On Virtual Machines Considered Harmful for Reproducibility

This post is to summarise a couple of comments I made to a post from Titus Brown.
But I’m crossposting here
because I really want to be the kind of scientist who focusses on points made against his point of view, and
gives them air.

First some background. I recently wrote a a blog post about the recomputation manifesto
at the Software Sustainability Institute. I was very pleased to see this cause some interesting discussion
take place at Hacker News.

By far the most interesting response I saw today was this tweet.

This gave me a scare and a thrill because Titus Brown - as I mention in the blog post - has gone out of his way to make his experiments recomputable so I really
admire him… so the thrill was him saying the Manifesto is great. The scare was the fundamental disagreement and when I saw the blog post title “Virtual Machines Considered Harmful for Reproducibility”, I got even more scared. And then embarrassed when I realised the post was 7 months old.

Please read Titus’s post in full, but here are some taster quotes:

This idea – that posting a VM is sufficient for reproducibility – has hit my Twitter feed a couple of times now, and each time I feel compelled to make the point that this isn’t useful reproducibility. …

To put it another way, it is certainly true that posting a virtual machine is a way to make your research reproducible. It’s just not a very useful way, in the sense that it effectively blocks remixing or mashing up the code. …

In essence, providing a gigantic black box of custom installed code that was installed, set up, and executed by experts just isn’t very useful to many people.

To my relief, there’s almost nothing I disagree with in Titus’s post. He makes a lot of great points. Really. Read the post.

What I’m going to do is (slightly edited) repost my comments on more or less the only things I did disagree with… but honestly, these are minor points.

Basically I agree with almost everything you say. From now on “you” means Titus Brown since I was commenting on his post.

You have probably seen but this is a paper also arguing against pure replication:
Replicability is not Reproducibility: Nor is it Good Science

Perhaps my overall response can be summarised as this.
You say “that posting a VM is sufficient for reproducibility” and I agree completely. But I would say that a VM is necessary for reproducibility.

But yes, making it as easy as possible for anyone to reproduce your work will help everyone including yourself. And most importantly yourself.

Actually it’s NOT necessary for you to provide the VM. It’s fine if you can provide an installer or other workflow which works in my VM. Then I can archive it, and the community has a safe VM we can fall back on if the installer stops working for some weird reason.

So there are a few things I disagree with.

The title.

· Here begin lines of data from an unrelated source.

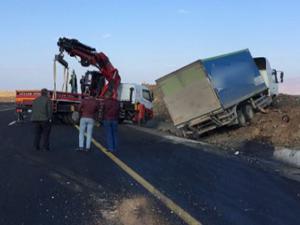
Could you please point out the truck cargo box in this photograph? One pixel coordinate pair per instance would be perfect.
(210, 85)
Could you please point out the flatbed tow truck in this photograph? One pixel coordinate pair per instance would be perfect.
(136, 107)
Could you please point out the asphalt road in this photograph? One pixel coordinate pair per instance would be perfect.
(67, 187)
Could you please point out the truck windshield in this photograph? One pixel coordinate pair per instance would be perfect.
(260, 63)
(147, 95)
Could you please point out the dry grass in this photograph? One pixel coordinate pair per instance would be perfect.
(7, 96)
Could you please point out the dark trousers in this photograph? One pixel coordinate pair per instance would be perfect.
(111, 130)
(41, 131)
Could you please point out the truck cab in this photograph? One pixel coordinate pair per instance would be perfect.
(135, 93)
(136, 101)
(269, 75)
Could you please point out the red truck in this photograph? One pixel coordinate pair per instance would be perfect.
(97, 83)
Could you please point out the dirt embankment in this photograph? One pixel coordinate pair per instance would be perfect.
(7, 96)
(279, 126)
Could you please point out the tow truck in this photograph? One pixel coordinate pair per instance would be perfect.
(135, 100)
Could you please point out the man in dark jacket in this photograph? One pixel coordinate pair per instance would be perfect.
(41, 118)
(111, 110)
(88, 108)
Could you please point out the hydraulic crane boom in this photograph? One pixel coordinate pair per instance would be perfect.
(89, 56)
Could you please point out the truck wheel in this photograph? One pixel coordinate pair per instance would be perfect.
(248, 112)
(241, 118)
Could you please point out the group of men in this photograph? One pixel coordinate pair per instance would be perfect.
(88, 110)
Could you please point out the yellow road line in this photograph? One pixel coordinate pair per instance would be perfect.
(185, 216)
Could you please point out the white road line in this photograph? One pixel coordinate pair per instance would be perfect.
(8, 109)
(12, 123)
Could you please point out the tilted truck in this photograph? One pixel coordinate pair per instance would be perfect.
(214, 92)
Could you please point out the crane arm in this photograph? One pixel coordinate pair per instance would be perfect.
(89, 56)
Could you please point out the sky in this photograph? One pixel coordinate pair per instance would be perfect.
(145, 39)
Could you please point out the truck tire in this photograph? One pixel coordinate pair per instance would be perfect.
(241, 118)
(248, 112)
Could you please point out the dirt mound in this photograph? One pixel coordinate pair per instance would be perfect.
(279, 126)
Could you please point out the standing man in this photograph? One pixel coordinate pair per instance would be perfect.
(111, 110)
(88, 108)
(41, 118)
(73, 82)
(82, 84)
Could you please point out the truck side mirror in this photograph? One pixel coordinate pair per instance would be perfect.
(131, 94)
(281, 76)
(274, 73)
(152, 96)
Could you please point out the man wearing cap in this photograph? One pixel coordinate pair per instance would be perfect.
(41, 118)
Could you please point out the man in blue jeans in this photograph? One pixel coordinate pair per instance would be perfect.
(111, 109)
(88, 108)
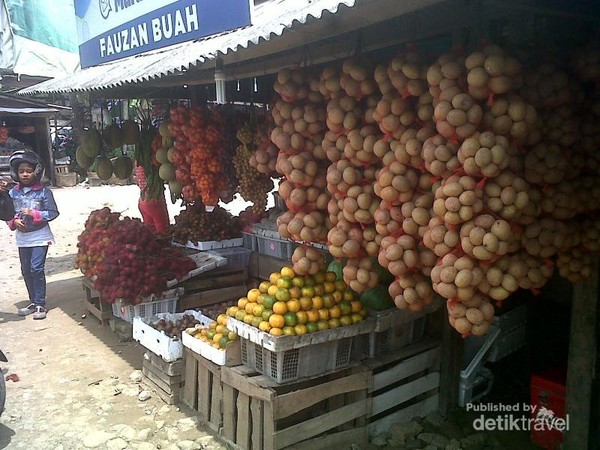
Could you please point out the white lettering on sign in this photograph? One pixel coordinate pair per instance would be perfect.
(124, 40)
(167, 26)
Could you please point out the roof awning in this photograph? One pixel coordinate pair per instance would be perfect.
(269, 19)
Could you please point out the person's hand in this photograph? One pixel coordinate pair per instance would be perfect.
(20, 224)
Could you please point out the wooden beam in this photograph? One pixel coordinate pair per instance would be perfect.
(582, 353)
(450, 367)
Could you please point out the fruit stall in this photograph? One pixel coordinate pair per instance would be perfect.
(436, 196)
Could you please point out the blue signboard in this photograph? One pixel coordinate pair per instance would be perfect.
(113, 29)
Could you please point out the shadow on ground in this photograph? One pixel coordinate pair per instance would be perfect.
(68, 296)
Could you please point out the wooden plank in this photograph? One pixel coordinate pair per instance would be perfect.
(198, 299)
(451, 365)
(403, 393)
(230, 376)
(169, 368)
(212, 280)
(244, 419)
(581, 361)
(405, 368)
(318, 425)
(344, 439)
(167, 380)
(190, 388)
(216, 401)
(229, 413)
(258, 420)
(285, 405)
(421, 409)
(204, 392)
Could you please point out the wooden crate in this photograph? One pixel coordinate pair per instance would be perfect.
(403, 384)
(216, 286)
(251, 412)
(99, 309)
(163, 378)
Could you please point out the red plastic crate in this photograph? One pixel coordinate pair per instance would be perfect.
(548, 389)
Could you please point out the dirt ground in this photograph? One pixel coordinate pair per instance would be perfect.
(74, 389)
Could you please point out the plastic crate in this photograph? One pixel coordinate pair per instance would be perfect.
(158, 342)
(166, 304)
(236, 256)
(278, 248)
(250, 241)
(397, 336)
(297, 363)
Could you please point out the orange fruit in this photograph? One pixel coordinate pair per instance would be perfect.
(249, 307)
(266, 314)
(317, 302)
(289, 331)
(256, 320)
(328, 301)
(276, 321)
(293, 305)
(274, 277)
(282, 295)
(287, 272)
(264, 326)
(295, 292)
(308, 291)
(334, 323)
(272, 289)
(335, 312)
(242, 302)
(323, 325)
(313, 315)
(329, 287)
(330, 276)
(305, 303)
(290, 319)
(300, 329)
(280, 308)
(298, 281)
(253, 295)
(323, 314)
(312, 327)
(284, 283)
(264, 286)
(302, 317)
(269, 301)
(346, 320)
(258, 310)
(346, 307)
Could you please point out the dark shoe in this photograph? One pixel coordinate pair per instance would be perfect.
(29, 309)
(40, 313)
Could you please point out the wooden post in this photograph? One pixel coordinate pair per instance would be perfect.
(582, 354)
(450, 366)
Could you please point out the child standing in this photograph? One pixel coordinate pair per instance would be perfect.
(34, 208)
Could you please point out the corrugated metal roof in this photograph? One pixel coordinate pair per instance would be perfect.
(269, 19)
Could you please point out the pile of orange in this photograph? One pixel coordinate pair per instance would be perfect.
(216, 334)
(290, 304)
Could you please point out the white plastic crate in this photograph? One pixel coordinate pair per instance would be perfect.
(228, 357)
(158, 342)
(297, 363)
(508, 343)
(236, 256)
(166, 303)
(278, 248)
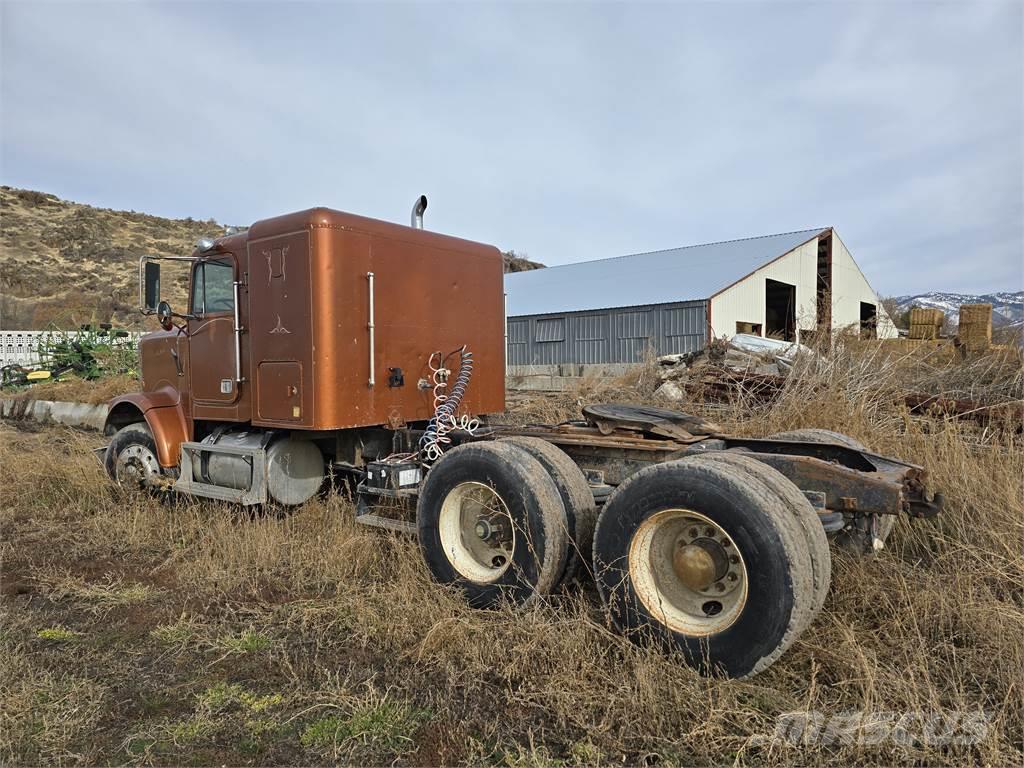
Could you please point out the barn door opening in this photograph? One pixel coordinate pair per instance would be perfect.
(868, 321)
(780, 310)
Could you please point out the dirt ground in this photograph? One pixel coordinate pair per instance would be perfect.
(140, 632)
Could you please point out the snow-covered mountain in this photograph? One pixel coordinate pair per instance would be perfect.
(1008, 308)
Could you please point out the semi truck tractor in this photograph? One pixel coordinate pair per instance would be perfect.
(322, 345)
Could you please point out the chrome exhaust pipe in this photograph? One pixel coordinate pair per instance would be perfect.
(418, 208)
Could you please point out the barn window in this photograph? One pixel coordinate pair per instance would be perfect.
(589, 328)
(633, 325)
(517, 332)
(552, 329)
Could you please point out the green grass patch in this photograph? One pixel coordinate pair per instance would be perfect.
(385, 727)
(246, 642)
(58, 634)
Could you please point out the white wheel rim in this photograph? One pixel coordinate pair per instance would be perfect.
(476, 531)
(655, 574)
(136, 465)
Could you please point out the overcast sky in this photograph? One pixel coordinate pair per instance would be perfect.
(565, 131)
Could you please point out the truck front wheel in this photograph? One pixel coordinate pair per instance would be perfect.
(694, 557)
(131, 457)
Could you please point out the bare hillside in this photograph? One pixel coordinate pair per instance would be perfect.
(65, 263)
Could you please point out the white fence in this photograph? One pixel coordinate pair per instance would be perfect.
(22, 347)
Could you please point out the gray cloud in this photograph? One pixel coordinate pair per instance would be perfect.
(566, 131)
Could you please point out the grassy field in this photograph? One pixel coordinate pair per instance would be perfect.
(144, 633)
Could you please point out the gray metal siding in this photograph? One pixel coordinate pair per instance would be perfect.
(607, 336)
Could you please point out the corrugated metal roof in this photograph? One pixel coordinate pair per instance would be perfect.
(659, 276)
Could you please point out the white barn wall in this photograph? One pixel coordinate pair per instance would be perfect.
(849, 289)
(744, 302)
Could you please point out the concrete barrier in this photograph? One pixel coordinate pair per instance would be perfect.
(560, 378)
(54, 412)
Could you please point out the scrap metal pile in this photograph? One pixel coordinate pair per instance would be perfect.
(755, 370)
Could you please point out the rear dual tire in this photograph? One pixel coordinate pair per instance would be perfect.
(492, 522)
(649, 550)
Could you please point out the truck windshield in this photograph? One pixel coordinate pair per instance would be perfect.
(212, 288)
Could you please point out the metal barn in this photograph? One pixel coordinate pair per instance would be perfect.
(611, 310)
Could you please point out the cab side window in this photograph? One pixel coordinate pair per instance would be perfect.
(213, 289)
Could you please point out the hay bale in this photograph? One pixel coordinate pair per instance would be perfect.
(926, 323)
(976, 327)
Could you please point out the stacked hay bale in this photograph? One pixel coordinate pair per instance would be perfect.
(975, 333)
(926, 324)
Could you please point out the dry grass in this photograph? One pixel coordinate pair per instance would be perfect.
(74, 389)
(198, 635)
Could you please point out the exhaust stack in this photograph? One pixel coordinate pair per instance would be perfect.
(418, 208)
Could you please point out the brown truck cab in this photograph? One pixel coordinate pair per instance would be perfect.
(307, 336)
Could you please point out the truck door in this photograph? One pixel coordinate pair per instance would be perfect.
(211, 334)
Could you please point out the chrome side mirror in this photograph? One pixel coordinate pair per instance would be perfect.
(152, 292)
(164, 314)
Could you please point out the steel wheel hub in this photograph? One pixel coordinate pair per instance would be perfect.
(476, 531)
(136, 465)
(687, 571)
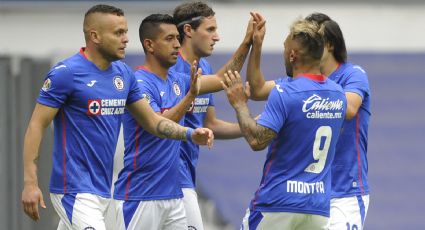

I don’t agree VMs are harmful for reproducibility, although I can see that focussing primarily on VMs could lead to people thinking that they are sufficient as well as necessary - and I’ll try to avoid this in my own prosletizing in future. And it’s a title of a blog post, it’s fine if the title is slightly more provocative than the content.

I think I agree with Bill Howe and disagree with your disagreement with him. That is I would rather have shoddy VMs than nothing, and unfortunately I think that’s the choice we face. If we can bring people in to the area of making experiments reproducible then we have a chance to persuade them to do it in better and more useful ways.

Incidentally I’m trying to sell the word “recomputation” for replication of computational experiments. Without doubt or ambiguity that means what you describe as non-useful reproducibility.

And finally I think a VM is still very useful for makers too - though I think that’s a lovely point to make about users/makers. One thing I like about making a VM available is that if I can’t get your installer to work, I can go in and look at the exact machine and see if I can figure out what’s up - and maybe other nice aspects of your setup I can copy.

Anyway, I remain a huge fan and No idea why I only spotted this blog post today.
Thanks for the really interesting post.